La voz del propio director es su herramienta fundamental, que aúna diversos modos narrativos en un solo tono divagatorio y plural, estableciendo relaciones complicadas de llevar a cabo con imágenes, sin resultar pedante ni obvia. Ese tono que ha encontrado es posiblemente el elemento de mayor peso a la hora de mantener a flote la película frente a la locura de su autor, que integra a Napoleón con La libertad (encarnada en la mujer del famoso cuadro de Delacroix) en un supuesto presente del Louvre nocturno. Pero hay mucho más.
La historia en torno a la cual gira toda la película es la relación entre Jacques Jaujard, el responsable del Louvre antes de la ocupación, y Franz Wolff-Metternich, conde, historiador del arte y encargado de gestionar el museo a partir de la invasión. Aunque estos personajes actúan, como cada elemento, más en un nivel simbólico que en lo concreto: sirven a unos fines superiores ideológicos de fuerzas invisibles: poder, estado, arte… Temas que se articulan para esbozar una reflexión no resuelta: el paradójico esfuerzo de los estados en salvar obras de arte antes que a su propio pueblo (el arca rusa, piensenlo, ¿qué animales pretende salvar del diluvio?).
Es aquí donde interviene Sokurov con apuntes de la historia rusa en una situación análoga, con suficiente moralina para hacer oscilar su propio discurso hacia lo patético. Sucede bastante en la película: cada vez que ha alcanzado un punto agradable de interés y profundidad intelectual, el director corta el fuego y echa en la sartén candente el chorro de agua fría de un torrente de música y palabras encaminados a la manipulación emocional, a la búsqueda de la empatía y el reencuentro con el espectador. Cuando estábamos cómodamente distanciados volvemos a caer, y así hasta el final, entre planos aéreos de París y clips grabados en 4K y pasados por un plugin sepia “old film look” terrible para jugar irónicamente con las connotaciones del soporte. Algunas partes del uso de este material de archivo maquillado se salvan por el cómico choque de diégesis que se da al mezclar personajes disfrazados de rebeldes en la ocupación con personas y coches reales del presente, pasando por detrás y mirando a cámara.

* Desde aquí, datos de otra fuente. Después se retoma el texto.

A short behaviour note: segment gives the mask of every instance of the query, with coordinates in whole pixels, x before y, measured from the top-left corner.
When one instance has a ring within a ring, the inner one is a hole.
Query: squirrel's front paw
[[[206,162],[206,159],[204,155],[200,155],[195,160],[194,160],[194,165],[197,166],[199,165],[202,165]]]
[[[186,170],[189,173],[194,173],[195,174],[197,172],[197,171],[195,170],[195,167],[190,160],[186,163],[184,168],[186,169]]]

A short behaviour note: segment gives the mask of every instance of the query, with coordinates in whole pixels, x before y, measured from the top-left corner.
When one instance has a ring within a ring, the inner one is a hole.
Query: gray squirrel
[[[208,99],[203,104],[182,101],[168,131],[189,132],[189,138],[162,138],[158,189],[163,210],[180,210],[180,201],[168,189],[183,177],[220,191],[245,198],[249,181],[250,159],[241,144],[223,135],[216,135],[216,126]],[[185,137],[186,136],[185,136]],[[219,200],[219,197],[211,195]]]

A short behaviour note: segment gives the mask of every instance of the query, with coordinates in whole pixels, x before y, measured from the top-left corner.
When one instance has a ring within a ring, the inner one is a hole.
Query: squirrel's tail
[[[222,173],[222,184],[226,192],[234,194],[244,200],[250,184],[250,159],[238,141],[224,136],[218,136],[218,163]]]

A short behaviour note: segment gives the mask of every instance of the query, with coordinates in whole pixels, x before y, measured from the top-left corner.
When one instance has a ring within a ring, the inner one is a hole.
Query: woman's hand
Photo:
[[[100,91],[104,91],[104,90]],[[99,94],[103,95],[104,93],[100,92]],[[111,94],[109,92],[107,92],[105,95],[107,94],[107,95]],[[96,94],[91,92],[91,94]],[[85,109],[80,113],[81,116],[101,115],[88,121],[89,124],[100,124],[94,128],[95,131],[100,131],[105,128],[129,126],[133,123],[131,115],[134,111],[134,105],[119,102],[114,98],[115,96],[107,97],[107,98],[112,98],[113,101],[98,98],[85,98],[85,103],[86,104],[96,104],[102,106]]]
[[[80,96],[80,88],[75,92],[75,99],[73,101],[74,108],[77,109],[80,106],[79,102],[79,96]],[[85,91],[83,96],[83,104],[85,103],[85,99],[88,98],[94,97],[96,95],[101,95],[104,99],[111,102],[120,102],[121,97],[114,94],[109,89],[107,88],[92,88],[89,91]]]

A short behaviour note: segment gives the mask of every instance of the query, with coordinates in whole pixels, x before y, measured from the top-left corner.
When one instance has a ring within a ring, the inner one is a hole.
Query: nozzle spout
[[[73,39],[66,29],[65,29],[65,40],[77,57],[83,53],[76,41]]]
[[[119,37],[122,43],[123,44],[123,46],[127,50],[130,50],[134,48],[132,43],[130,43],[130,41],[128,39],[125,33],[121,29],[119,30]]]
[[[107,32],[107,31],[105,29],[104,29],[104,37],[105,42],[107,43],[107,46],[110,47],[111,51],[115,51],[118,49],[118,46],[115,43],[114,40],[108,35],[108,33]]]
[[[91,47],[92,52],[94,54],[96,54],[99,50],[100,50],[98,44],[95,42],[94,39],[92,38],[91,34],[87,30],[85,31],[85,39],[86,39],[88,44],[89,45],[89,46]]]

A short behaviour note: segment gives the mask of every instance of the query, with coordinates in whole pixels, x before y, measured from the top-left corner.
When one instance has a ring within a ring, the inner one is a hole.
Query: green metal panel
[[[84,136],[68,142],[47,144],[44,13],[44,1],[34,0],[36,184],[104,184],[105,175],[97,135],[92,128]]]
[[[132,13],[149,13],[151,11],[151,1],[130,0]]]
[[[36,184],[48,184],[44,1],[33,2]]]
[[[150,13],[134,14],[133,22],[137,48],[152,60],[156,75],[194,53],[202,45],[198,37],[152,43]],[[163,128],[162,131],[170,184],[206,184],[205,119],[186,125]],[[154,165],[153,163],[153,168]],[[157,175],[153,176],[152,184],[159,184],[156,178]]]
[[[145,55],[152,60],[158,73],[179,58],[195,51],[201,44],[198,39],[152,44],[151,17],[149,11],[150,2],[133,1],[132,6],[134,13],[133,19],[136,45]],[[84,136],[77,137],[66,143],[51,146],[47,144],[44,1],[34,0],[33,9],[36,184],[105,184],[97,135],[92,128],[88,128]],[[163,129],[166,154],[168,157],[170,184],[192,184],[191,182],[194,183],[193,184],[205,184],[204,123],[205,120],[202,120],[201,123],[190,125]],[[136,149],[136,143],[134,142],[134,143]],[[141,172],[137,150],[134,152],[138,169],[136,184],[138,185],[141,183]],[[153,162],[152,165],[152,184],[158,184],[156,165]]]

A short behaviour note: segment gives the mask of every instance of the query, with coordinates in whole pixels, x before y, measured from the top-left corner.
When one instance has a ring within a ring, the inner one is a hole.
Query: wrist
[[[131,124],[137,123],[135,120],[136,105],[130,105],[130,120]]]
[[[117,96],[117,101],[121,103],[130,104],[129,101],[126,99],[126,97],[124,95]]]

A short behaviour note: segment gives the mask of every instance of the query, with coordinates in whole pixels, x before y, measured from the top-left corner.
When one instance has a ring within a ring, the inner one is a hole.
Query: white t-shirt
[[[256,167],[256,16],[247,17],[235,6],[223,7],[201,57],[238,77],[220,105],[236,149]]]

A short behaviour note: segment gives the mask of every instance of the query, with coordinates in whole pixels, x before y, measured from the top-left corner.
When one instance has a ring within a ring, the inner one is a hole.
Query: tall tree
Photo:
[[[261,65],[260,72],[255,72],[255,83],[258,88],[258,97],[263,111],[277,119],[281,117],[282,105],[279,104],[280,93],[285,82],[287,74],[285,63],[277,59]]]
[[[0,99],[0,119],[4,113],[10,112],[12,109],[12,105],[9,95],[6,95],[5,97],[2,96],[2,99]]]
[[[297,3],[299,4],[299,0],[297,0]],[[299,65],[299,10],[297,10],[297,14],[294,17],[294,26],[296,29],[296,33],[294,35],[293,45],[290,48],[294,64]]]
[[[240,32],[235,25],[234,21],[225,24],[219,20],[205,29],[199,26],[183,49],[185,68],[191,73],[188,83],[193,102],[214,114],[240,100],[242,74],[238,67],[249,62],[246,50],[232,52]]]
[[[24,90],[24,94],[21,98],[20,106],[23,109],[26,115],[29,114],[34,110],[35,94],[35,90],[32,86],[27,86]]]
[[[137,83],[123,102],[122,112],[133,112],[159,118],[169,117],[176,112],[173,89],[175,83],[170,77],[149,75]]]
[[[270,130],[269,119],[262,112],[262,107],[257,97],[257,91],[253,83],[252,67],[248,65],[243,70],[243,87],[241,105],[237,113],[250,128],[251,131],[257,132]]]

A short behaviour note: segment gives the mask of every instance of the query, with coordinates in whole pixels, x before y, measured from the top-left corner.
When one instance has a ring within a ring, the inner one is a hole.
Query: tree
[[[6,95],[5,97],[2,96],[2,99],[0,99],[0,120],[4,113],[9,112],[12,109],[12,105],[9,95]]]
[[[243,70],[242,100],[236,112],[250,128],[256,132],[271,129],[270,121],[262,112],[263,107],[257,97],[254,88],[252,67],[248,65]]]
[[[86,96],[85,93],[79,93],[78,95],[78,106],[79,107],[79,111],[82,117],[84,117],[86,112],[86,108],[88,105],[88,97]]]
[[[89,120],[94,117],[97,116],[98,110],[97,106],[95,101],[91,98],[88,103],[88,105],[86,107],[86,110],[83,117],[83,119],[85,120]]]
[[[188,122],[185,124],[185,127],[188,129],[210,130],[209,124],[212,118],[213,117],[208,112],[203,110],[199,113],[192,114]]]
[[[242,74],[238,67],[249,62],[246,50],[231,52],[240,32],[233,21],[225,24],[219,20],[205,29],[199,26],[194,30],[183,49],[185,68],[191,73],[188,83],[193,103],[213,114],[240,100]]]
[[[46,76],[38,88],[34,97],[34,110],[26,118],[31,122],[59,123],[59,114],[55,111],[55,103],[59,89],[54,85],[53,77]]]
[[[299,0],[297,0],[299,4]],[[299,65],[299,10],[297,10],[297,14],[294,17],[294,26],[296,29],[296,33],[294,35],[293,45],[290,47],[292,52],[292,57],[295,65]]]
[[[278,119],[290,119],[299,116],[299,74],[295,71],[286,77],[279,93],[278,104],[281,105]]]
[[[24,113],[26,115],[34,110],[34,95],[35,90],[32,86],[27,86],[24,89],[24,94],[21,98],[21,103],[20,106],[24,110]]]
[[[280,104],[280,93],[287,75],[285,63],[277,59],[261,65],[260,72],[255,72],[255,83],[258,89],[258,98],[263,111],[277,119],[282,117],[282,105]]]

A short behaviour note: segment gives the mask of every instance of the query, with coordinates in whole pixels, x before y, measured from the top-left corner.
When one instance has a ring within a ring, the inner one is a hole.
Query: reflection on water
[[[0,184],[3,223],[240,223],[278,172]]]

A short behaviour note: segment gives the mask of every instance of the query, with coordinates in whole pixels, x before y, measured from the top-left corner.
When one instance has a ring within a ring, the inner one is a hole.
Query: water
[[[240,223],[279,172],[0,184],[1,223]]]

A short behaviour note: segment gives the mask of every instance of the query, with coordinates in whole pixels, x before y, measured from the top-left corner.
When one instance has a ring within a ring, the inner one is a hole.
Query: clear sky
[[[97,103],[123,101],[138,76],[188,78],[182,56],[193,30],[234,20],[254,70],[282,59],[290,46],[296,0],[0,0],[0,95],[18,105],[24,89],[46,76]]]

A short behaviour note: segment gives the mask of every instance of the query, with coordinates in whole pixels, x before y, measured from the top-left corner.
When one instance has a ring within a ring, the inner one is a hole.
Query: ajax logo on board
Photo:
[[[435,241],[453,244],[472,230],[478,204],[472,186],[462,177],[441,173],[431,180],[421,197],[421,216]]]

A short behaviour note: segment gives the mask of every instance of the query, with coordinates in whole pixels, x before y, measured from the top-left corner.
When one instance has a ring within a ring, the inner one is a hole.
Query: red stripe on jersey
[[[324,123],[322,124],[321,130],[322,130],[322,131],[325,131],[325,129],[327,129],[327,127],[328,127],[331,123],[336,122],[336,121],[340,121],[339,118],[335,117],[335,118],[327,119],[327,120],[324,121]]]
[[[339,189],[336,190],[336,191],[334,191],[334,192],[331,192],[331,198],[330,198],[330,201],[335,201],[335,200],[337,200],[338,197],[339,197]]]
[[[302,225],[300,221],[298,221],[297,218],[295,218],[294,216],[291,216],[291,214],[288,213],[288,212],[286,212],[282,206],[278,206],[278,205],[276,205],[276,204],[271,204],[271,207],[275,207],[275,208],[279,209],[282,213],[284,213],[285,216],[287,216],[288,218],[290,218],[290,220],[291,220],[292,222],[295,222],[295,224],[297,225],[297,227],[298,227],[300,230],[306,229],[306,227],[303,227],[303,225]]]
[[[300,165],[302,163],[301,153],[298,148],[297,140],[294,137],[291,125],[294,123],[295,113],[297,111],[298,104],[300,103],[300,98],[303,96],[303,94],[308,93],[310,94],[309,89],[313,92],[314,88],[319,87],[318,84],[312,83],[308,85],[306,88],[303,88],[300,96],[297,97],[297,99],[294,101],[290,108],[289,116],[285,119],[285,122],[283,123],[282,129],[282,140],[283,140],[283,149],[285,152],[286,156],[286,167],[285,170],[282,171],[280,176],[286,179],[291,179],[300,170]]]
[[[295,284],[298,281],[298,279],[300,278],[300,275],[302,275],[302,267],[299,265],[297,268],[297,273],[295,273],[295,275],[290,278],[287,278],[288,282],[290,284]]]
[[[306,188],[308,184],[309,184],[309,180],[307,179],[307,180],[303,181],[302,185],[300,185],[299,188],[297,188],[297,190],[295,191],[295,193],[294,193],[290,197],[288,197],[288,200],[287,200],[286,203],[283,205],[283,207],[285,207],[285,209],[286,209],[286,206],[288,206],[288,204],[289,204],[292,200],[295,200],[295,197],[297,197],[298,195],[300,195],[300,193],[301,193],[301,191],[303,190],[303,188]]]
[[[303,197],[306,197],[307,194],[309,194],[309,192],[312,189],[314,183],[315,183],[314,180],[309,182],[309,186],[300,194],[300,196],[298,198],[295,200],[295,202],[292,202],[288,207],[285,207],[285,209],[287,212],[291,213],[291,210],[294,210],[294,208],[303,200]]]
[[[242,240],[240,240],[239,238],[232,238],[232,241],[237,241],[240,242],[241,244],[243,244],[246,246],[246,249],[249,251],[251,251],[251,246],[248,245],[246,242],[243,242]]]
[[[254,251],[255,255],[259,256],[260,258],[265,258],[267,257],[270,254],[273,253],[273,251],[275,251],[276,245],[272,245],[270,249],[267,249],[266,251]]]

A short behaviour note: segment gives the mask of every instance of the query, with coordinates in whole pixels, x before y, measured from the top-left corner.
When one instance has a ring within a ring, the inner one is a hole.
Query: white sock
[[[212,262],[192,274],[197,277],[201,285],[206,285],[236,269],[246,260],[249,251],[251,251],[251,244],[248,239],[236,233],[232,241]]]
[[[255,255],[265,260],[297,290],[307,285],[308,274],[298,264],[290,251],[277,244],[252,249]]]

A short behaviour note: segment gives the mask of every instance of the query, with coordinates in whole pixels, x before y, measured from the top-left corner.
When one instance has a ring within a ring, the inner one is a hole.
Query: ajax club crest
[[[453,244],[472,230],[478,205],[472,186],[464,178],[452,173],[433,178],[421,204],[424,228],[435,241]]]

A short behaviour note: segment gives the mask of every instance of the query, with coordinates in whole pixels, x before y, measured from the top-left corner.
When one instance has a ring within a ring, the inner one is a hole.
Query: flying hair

El sonido, sin embargo, está trabajado de forma minuciosa. Pocas filmografías pueden entenderse o tener significado alguno si despojamos la imagen y nos quedamos solo con el audio. Michel Chion, (teórico, el mayor experto en sonido de cine) dice que ninguna película, jamás, puede sostenerse sin la imagen, pero al revés sí, que algo estamos haciendo mal. Yo añado la excepción: la filmografía de Sokurov, que antes de ser cineasta trabajó en la radio y conoce la importancia de la banda de audio. Pueden hacer este experimento: cierren los ojos, abran los oídos, y verán otra película. No hay un instante de silencio en toda esta Francofonía.
Por lo demás queda un regusto agridulce al final: tiene buenas aptitudes para un ensayo interesante y su director sobrado talento y experiencia en este tipo de encargos, pero no llega a ser todo lo genial que podría.